Land owners - it would be too charitable to call them developers - have over the years snapped up parcels of land that is zone residential (or might be zoned residential) in the bullet-proof certainty of land price escalation.
The 35-40% rise in Auckland land prices over the last two years was proof positive if they ever needed it that they are sitting on the biggest sure thing in the history of New Zealand investment.
The Metropolitan Urban Limit in Auckland acted as the biggest artificial constraint on land supply, helping to first turbo-charge and then gold plate those capital gains.
But is that about to change?
Building and Housing Minister Nick Smith would certainly like to give those expectations of forever-rising land prices because of land restrictions a kick in the guts.
He has his work cut out and it's a crucial task if the Government's Housing Accord with Auckland Mayor Len Brown and all the recently created Special Housing Areas are to be a success.
The risk is that tens of thousands of resource consents for sections simply sit there for years, being drip-fed onto the market to ensure supply doesn't crash the market.

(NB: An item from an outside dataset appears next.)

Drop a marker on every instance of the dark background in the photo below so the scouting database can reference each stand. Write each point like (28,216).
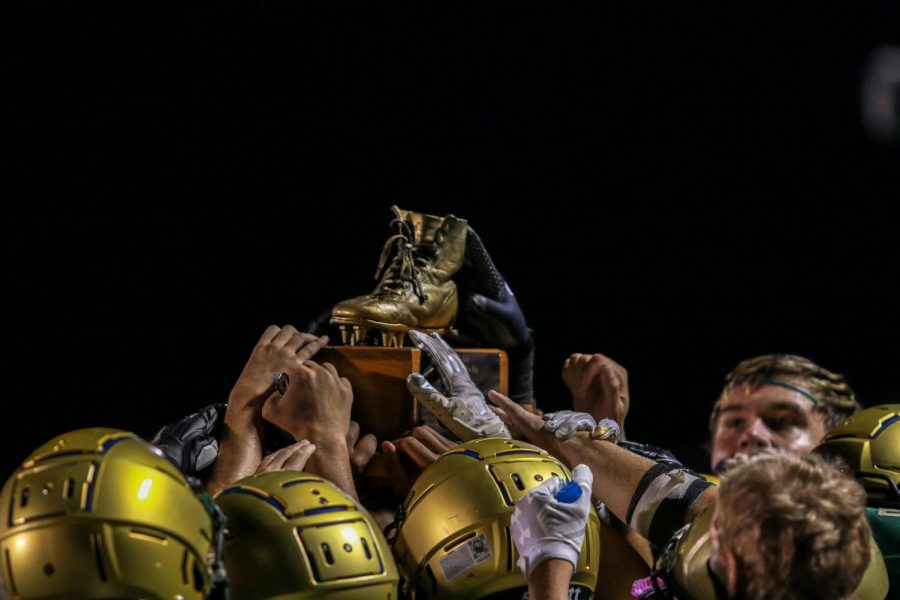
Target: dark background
(679,187)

That would be the economically rational thing for a small and disciplined group of land owners to do. After all, why kill the golden goose that laid so many big golden tax-free eggs for so long?
There have already been signs of land owners buying land in anticipation of getting Special Housing Area status and then sitting on it.
The only way to change that expectation is to force land prices down by doing whatever it takes to unleash a landslide of development.
That should be the openly stated aim of both the central Government and the Auckland Council.
That would, of course, be politically difficult to say out loud, but Nick Smith talked tough this week in announcing with Len Brown that 11,060 new sections had been consented in the first year of the Accord, which was 20% above the targeted 9,000.
They were also confident about hitting the second and third year targets for new sections consented of 13,000 and 17,000 respectively.
The Government is preparing to launch its policy announced before the election of doubling subsidies for first home buyers buying new homes and hopes this will tempt the land bankers out of their shells to actually build houses for these newly cashed up buyers.
Smith talked in particularly direct terms about changing the expectations of land bankers this week.
"If they see land prices continue to appreciate at 15-25% per year, then they will have the incentive to sit on their land and not to develop it, and that's why a critical part of the Accord is making plain that the Metropolitan Urban Limit is dead," Smith said.
"The Government and the Council are determined to release sufficient land supply and we're not going to allow land price inflation of the sort we've seen over the last decade," he said.
"I want the land owning development community to realise that the Government is serious with Council about freeing up land supply, and they cannot bank on ongoing high land price appreciation that has encouraged land banking over the last decade."
There will be a Mexican stand-off for a time to see if the tough talk turns into softer land prices.
First home buyers all around the country will be hoping the dam breaks and the more nervous land owners decide to jump first to avoid being the last whale beached in a weaker market.
We're over a year into the Government's supply-side drive to change those expectations and there are few signs yet that the land bankers are losing their nerve.
A simple search for "land bank" in Trade Me's Auckland property section yields a bevy of advertisements trumpeting pieces of land with Special Housing Area or re-zoning potential that are aimed straight at land bankers.
"A great opportunity is here for the astute buyer with the new Unitary Plan indicating Future Urban rezoning on this conveniently located property just minutes from the main centre of Pukekohe," says an ad for 6.22 ha at 87 Yates Rd. "This unique proposition would suit a land banker," it said.
If this continues and the consents for sections in the Special Housing Areas simply add to the pile of 45,000 existing empty sections then the Government should look at selling and developing its own land to properly shred those nerves and break the land bankers.